The Panel finds that Policy ¶ 4(a)(ii) has been satisfied.
In light of Respondent’s prior participation in
Complainant’s affiliate marketing program and Respondent’s subsequent
registration of the disputed domain name, which features a common misspelling
of Complainant’s mark, the Panel finds that Respondent has engaged in
typosquatting. As a result, the Panel
concludes that Respondent’s typosquatting activity indicates bad faith
registration and use pursuant to Policy ¶ 4(a)(iii). See Myspace, Inc. v. Kang, FA 672160 (Nat. Arb. Forum June 19, 2006) (“Respondent misspells the Mark
with intent to intercept internet users from Complainant's web site, given the
fact that Complainant's website is a popular website and the Disputed Domain
Name is a misspelling of the Mark which is highly likely to occur. This typosquatting is evidence of bad
faith.”); see also Nextel Commc'ns Inc. v. Geer, FA 477183 (Nat.

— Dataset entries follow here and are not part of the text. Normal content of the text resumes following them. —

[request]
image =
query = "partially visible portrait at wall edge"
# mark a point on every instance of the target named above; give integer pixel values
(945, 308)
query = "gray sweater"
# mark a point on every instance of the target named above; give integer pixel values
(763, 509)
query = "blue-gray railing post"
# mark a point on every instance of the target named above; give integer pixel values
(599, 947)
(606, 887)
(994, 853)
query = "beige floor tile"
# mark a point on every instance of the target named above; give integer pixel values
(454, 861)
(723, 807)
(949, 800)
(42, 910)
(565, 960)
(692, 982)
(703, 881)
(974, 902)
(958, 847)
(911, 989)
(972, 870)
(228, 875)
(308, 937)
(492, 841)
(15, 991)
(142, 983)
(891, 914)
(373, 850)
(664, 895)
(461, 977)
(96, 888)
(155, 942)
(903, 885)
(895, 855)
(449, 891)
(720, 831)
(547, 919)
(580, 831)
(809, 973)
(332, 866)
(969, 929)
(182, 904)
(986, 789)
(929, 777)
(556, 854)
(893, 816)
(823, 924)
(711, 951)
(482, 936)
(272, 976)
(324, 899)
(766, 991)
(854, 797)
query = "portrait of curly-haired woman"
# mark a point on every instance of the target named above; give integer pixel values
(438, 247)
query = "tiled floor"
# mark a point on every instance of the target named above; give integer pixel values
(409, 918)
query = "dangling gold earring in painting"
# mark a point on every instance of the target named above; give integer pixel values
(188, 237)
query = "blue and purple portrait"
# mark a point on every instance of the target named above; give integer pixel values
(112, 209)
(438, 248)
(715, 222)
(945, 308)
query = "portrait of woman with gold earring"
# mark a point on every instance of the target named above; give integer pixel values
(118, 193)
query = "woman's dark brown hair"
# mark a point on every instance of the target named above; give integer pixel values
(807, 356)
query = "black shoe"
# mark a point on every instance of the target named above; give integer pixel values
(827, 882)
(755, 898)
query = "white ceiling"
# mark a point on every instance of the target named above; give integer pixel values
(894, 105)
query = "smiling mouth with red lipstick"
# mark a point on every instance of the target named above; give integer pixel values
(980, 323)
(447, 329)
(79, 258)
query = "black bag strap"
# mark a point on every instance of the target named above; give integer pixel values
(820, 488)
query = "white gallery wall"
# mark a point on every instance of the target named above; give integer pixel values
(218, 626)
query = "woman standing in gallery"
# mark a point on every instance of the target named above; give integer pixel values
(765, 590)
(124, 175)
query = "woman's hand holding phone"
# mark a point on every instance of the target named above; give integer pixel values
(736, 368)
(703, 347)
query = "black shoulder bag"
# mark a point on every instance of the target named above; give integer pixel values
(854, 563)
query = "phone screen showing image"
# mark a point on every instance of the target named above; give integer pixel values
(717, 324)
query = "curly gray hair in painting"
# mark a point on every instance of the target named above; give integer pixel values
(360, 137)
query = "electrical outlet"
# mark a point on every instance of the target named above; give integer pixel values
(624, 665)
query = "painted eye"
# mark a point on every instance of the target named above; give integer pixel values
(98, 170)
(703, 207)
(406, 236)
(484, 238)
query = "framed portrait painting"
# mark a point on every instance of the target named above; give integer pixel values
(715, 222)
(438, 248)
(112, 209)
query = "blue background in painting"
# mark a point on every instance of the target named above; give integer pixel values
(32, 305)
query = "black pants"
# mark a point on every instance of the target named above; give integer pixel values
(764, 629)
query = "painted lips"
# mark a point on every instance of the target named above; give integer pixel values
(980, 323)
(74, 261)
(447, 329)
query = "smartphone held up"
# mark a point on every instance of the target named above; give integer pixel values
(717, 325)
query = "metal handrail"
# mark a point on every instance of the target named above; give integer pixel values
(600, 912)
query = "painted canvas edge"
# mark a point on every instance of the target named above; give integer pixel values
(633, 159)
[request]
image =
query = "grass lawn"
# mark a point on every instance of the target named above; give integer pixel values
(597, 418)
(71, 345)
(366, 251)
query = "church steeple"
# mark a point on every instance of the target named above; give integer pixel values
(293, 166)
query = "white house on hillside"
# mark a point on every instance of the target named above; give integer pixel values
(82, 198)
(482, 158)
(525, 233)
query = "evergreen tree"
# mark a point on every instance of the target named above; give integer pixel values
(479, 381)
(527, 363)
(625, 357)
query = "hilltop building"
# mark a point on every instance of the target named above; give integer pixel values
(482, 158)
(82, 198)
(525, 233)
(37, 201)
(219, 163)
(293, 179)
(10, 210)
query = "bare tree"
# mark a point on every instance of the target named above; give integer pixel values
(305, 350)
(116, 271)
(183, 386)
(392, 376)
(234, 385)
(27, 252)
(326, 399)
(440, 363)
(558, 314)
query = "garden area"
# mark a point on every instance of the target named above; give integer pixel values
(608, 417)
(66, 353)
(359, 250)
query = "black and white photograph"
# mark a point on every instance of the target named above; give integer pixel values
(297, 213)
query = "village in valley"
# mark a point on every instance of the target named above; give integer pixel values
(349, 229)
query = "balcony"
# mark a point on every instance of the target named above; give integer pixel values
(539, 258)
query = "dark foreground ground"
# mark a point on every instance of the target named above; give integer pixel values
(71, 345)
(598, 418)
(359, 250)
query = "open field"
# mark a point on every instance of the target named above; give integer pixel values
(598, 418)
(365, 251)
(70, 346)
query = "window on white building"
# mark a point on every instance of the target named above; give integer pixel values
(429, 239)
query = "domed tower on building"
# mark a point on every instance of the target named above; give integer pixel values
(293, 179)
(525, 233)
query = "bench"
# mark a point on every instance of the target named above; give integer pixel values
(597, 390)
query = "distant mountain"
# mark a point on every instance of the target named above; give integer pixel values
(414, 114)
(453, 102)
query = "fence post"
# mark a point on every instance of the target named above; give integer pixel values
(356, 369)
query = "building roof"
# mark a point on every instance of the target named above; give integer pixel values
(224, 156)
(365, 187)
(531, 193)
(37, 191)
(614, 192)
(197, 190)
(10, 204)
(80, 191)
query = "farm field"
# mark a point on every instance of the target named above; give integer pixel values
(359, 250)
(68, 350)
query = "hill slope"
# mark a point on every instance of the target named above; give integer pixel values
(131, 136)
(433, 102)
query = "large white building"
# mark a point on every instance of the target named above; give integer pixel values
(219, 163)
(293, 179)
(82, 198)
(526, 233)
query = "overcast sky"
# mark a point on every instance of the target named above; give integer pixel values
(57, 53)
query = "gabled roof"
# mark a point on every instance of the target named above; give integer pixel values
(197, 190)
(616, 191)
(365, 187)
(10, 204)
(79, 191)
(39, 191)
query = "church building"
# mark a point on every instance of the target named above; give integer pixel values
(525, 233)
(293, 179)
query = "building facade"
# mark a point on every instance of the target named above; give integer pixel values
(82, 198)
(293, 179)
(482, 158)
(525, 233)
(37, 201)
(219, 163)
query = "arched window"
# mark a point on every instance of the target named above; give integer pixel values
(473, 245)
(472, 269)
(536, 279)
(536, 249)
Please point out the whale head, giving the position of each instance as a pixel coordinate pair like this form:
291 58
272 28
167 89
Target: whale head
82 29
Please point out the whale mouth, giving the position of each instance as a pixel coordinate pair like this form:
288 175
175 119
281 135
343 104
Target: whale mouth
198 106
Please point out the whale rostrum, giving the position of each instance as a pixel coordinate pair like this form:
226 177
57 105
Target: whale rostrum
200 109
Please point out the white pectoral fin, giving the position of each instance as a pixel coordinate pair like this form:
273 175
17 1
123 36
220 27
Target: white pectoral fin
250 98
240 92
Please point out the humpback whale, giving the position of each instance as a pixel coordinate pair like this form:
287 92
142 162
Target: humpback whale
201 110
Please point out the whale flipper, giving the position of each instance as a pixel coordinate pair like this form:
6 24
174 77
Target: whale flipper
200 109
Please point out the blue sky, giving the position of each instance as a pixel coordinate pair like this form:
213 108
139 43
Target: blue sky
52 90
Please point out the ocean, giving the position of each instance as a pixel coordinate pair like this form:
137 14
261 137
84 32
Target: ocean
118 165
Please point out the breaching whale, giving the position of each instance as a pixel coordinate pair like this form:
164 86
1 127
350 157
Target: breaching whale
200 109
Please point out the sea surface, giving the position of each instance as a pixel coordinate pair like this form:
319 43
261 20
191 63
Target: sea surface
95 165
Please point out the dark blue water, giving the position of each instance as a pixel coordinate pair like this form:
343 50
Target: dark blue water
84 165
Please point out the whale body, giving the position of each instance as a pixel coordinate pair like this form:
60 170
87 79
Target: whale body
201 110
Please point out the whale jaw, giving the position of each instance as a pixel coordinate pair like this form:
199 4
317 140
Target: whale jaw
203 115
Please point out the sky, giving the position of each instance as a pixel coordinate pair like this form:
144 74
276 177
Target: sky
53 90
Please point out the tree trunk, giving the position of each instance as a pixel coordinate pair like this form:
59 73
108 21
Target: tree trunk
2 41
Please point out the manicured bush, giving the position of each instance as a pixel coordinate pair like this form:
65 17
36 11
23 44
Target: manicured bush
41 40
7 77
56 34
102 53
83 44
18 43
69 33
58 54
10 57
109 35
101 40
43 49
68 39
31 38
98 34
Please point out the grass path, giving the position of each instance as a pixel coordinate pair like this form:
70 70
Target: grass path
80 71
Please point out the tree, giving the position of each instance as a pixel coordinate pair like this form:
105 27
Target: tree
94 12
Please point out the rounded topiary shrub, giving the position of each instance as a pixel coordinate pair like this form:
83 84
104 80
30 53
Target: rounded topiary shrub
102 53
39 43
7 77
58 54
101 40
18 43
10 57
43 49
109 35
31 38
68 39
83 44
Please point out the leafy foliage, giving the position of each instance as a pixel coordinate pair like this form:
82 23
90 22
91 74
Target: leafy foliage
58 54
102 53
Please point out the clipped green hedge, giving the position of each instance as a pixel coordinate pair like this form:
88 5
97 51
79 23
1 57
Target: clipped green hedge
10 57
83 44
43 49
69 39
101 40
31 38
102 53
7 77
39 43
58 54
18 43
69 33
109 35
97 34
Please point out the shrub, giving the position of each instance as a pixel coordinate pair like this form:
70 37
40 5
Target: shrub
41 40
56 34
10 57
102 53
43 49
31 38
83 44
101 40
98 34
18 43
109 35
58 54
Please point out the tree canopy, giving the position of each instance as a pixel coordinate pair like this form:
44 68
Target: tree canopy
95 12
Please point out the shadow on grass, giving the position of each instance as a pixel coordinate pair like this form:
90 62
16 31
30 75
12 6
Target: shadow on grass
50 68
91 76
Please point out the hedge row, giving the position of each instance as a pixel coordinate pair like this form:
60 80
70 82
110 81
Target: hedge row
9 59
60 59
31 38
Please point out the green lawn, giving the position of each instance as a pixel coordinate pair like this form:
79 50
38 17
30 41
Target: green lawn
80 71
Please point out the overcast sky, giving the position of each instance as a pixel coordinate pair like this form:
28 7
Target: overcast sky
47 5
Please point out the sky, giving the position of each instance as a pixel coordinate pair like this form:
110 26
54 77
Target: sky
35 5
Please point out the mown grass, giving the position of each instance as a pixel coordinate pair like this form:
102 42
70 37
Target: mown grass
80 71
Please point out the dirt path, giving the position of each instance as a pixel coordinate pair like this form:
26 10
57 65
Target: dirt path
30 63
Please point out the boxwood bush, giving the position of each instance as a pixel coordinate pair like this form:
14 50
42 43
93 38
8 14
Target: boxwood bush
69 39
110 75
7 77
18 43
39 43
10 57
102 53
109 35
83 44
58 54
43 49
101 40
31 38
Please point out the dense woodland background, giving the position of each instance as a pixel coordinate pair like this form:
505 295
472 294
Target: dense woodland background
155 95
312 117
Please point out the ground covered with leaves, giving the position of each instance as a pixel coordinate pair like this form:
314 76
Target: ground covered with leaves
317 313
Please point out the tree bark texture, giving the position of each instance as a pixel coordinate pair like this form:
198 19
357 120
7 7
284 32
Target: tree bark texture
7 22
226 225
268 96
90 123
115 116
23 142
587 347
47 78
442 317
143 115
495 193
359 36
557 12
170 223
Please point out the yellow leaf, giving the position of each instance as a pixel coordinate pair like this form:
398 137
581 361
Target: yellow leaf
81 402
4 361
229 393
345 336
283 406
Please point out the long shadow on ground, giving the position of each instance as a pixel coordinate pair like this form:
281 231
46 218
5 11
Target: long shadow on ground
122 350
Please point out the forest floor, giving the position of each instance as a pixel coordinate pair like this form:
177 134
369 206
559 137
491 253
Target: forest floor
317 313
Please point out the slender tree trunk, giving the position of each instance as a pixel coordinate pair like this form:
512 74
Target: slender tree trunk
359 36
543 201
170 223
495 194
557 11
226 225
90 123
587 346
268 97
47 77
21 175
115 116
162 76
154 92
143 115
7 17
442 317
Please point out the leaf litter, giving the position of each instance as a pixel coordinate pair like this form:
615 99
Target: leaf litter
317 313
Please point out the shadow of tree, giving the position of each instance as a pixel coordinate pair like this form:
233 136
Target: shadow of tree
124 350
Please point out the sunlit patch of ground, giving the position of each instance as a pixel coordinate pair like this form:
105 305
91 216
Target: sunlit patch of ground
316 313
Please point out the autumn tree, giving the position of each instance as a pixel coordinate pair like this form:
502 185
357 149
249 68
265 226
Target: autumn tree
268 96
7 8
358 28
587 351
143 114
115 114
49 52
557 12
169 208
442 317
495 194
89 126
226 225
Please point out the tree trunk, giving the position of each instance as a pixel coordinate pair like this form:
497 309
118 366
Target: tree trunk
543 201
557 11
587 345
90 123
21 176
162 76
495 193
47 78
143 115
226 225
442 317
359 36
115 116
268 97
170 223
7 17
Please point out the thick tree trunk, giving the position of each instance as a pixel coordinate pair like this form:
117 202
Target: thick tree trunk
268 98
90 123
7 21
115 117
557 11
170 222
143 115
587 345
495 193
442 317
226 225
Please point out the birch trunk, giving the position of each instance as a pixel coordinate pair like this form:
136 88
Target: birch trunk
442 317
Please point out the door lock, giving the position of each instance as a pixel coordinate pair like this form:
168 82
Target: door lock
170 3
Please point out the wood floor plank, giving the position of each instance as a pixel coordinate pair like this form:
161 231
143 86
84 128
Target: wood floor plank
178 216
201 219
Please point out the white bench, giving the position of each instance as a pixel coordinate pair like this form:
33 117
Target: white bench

Arb. Forum Jul. 15, 2005) (finding that the respondent's registration and use
of the <nextell.com> domain name was in bad faith because the domain name
epitomized typosquatting in its purest form).
Moreover, Respondent
has failed to make any use of the <hoptwire.com> domain
name, as the disputed domain name resolves to a holding page website. Therefore, the Panel finds that Respondent’s
lack of use of the disputed domain name evinces bad faith registration and use
under Policy ¶ 4(a)(iii). See Clerical Med. Inv. Group Ltd. v.
Clericalmedical.com, D2000-1228 (WIPO Nov. 28, 2000) (finding that merely
holding an infringing domain name without active use can constitute use in bad
faith); see also Mondich v. Brown,
D2000-0004 (WIPO Feb. 16, 2000) (holding that the respondent’s failure to
develop its website in a two year period raises the inference of registration
in bad faith).
The Panel finds that Policy ¶ 4(a)(iii) has been satisfied.
Having established all three elements required under the ICANN Policy, the Panel concludes that relief shall be GRANTED.
Accordingly, it is Ordered that the <hoptwire.com> domain name be TRANSFERRED from Respondent to Complainant.